A atual ingovernabilidade do
sistema político-partidário brasileiro começa pelo funcionamento do próprio
presidencialismo, obrigado como o presidente está a governar em «coalisão» com
uma multidão de senadores e deputados distribuídos por um sem número de
partidos tão oportunistas e corruptos uns como os outros, devido a uma
legislação eleitoral insustentável num país com a dimensão, os problemas de
desenvolvimento e a desigualdade social do Brasil. O próprio crescimento
económico tão badalado durante as décadas de dominação partidária do PT até à
crise social de 2013, alterou profundamente as relações entre as classes
sociais e os grupos geracionais, bem como entre as regiões do país, mudanças
estas que ficaram, no entanto sem expressão político-partidária de tipo algum.
Não serão as eleições
presidenciais de outubro deste ano que irão clarificar a situação
política. Conforme já indiquei, uma eventual vitória eleitoral de Lula ou de uma improvável
«união das esquerdas», como sugere o cientista político brasileiro Renato Lessa, não
só não resolveria o problema da ingovernabilidade do país como o agravaria.
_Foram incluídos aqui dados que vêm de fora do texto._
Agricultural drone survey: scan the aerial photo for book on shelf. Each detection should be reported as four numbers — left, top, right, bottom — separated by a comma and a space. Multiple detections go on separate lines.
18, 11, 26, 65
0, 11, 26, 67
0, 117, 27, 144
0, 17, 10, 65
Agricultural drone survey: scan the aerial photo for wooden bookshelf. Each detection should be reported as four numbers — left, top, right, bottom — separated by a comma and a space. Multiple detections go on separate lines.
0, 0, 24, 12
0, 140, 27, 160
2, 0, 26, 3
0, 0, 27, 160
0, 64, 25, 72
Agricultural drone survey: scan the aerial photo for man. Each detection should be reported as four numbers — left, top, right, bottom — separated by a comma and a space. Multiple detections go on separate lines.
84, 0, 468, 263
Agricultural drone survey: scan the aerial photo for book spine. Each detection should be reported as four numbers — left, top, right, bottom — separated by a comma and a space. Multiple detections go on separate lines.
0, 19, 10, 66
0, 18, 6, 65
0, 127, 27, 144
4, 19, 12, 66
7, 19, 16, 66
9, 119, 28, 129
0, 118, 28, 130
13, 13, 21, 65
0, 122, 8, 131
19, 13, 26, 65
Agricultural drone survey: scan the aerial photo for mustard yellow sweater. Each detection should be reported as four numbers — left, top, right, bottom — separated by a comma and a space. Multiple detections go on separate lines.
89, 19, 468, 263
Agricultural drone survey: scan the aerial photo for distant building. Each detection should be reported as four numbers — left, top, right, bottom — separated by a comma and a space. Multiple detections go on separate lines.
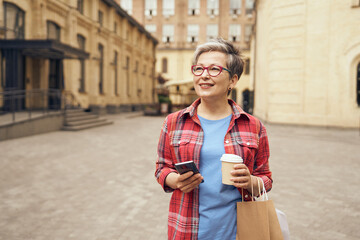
118, 0, 255, 108
253, 0, 360, 128
0, 0, 158, 114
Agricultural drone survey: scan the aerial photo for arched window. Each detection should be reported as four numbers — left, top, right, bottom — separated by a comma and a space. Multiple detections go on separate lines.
47, 21, 60, 41
3, 2, 25, 39
162, 58, 168, 73
357, 62, 360, 107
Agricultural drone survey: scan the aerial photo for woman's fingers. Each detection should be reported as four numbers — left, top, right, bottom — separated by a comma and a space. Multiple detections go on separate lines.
231, 164, 251, 188
177, 173, 203, 193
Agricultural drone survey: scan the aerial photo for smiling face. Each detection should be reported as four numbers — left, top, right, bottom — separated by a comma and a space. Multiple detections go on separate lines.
193, 51, 238, 102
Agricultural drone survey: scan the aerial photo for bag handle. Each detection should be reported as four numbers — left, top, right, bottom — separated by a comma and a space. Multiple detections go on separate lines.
257, 177, 268, 201
241, 176, 255, 202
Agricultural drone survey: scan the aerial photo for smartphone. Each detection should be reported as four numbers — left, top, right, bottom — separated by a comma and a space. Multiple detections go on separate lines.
174, 161, 204, 182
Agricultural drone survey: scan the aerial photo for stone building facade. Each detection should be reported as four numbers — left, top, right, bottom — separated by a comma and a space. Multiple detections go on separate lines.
253, 0, 360, 128
0, 0, 157, 114
119, 0, 255, 108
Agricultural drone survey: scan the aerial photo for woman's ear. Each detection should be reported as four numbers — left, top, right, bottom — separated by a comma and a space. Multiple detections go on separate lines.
229, 74, 239, 89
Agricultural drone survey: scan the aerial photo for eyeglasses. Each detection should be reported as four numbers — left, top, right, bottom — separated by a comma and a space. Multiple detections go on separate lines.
191, 65, 231, 77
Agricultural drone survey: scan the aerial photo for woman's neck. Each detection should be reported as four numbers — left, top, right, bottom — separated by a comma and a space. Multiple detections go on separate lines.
197, 98, 233, 120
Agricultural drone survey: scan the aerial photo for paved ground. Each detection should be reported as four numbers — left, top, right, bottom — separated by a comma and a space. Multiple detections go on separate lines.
0, 112, 359, 240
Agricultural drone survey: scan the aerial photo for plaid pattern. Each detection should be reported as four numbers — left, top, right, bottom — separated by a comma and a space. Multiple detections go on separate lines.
155, 98, 272, 240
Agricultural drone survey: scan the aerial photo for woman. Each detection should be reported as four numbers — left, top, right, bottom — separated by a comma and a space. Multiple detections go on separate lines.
155, 38, 272, 240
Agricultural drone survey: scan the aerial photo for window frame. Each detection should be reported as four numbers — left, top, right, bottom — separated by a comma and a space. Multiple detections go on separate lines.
4, 2, 25, 39
77, 0, 84, 14
77, 34, 86, 93
145, 0, 157, 16
163, 0, 175, 16
187, 24, 199, 43
229, 0, 242, 15
188, 0, 200, 15
162, 58, 168, 73
162, 24, 174, 43
47, 21, 61, 41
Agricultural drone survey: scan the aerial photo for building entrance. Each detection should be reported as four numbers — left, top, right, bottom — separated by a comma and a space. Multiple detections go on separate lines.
48, 59, 63, 109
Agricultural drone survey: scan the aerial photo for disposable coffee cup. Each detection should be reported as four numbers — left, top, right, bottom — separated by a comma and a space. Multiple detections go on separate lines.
220, 154, 243, 185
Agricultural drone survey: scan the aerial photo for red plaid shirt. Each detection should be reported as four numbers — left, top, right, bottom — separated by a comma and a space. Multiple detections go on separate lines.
155, 99, 272, 240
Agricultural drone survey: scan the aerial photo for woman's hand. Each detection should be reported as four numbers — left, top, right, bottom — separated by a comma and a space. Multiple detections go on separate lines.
166, 172, 204, 193
230, 164, 251, 190
231, 164, 262, 196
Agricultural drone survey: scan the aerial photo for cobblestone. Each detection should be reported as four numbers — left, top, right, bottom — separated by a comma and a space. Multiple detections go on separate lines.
0, 113, 359, 240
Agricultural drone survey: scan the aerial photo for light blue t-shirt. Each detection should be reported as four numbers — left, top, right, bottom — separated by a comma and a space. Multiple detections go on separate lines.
198, 114, 242, 240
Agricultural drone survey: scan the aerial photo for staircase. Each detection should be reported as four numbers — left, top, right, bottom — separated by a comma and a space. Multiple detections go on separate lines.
62, 108, 113, 131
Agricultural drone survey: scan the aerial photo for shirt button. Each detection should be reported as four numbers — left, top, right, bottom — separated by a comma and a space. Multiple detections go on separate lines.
225, 140, 229, 144
246, 142, 250, 146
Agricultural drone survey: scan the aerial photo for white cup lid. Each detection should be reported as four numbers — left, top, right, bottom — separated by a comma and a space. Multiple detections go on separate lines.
220, 154, 243, 163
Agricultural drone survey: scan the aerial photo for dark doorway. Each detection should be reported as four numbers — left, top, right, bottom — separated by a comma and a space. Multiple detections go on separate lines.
2, 49, 26, 111
48, 59, 63, 109
357, 62, 360, 107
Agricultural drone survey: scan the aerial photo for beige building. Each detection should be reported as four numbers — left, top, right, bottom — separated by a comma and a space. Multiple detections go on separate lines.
0, 0, 157, 114
119, 0, 255, 109
253, 0, 360, 128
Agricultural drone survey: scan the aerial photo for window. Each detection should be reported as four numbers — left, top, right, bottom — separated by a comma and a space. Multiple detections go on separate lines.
187, 24, 199, 43
114, 51, 118, 95
351, 0, 360, 7
163, 0, 175, 16
357, 62, 360, 106
162, 24, 174, 43
47, 21, 60, 41
245, 58, 250, 75
3, 2, 25, 39
244, 24, 252, 42
162, 58, 168, 73
229, 24, 241, 42
114, 22, 117, 33
77, 0, 84, 14
77, 34, 86, 92
206, 24, 218, 41
121, 0, 132, 15
126, 56, 130, 95
98, 44, 104, 94
145, 24, 156, 34
207, 0, 219, 16
135, 61, 139, 73
230, 0, 241, 15
98, 11, 103, 27
188, 0, 200, 15
145, 0, 157, 16
143, 64, 146, 75
245, 0, 255, 16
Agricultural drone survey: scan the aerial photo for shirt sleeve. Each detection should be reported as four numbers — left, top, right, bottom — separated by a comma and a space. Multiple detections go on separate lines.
252, 122, 273, 192
155, 116, 177, 193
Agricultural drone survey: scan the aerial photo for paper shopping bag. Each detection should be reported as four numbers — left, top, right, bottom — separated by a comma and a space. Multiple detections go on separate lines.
236, 200, 271, 240
236, 178, 284, 240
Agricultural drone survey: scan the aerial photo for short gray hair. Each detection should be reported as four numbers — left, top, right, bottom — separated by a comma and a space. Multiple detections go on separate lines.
192, 38, 244, 80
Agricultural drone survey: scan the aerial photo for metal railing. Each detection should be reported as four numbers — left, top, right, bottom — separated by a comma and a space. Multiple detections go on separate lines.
0, 89, 79, 125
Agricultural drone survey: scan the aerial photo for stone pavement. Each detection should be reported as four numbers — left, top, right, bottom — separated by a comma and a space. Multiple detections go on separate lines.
0, 112, 359, 240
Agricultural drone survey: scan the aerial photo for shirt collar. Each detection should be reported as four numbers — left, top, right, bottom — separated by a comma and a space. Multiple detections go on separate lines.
180, 98, 250, 120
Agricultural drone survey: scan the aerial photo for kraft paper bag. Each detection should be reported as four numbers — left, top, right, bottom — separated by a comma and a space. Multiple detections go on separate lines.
236, 200, 271, 240
236, 179, 284, 240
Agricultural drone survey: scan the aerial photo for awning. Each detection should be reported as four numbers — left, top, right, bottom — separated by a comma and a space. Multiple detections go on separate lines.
0, 39, 89, 59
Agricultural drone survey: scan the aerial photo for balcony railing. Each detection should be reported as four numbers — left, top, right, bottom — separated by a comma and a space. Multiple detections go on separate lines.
0, 89, 79, 125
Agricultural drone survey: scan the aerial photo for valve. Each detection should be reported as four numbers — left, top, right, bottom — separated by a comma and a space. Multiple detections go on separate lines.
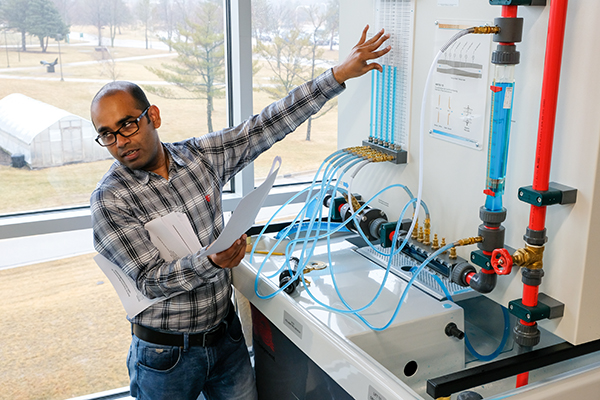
491, 248, 513, 275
São hoje demasiados os ódios
acumulados desde a destituição da presidente Dilma, que nunca passou de uma
«sombra» de Lula e dos dirigentes do PT, entretanto desarticulados pelo «Lava Jacto»,
mas que não se resignam à perda do poder. Acresce que, se a condenação de Lula
é com efeito frágil e a sua prisão contraproducente, é muito difícil acreditar
que ele ignorasse a corrupção do sistema político-partidário promovida pelo PT
logo em 2005 com o chamado «mensalão». Do ponto de vista da reconstrução de uma
democracia viável no Brasil, o tempo de Lula e do PT já passou. Entretanto,
chegou-se ao ponto inquietante de os militares começarem a intervir na vida
política!
Para superar o impasse em que
o país se encontra, a próxima eleição presidencial teria ser capaz de produzir
uma «chapa» – presidente e vice-presidente – capaz de arrancar ao Senado e à
Câmara de Deputados atuais uma reforma política profunda, como aliás se falou
após a eleição de Dilma em 2014, que abrangesse os poderes presidenciais e das
duas câmaras, bem como dos próprios estados membros da Federação e os seus
governadores. Além disso, seria indispensável rever o sistema eleitoral de
forma a reduzir o número de partidos admitidos à representação, assim como os
custos do sistema partidário, que fazem dele uma mera profissão sem a
correspondente vocação, como Max Weber denunciou há um século.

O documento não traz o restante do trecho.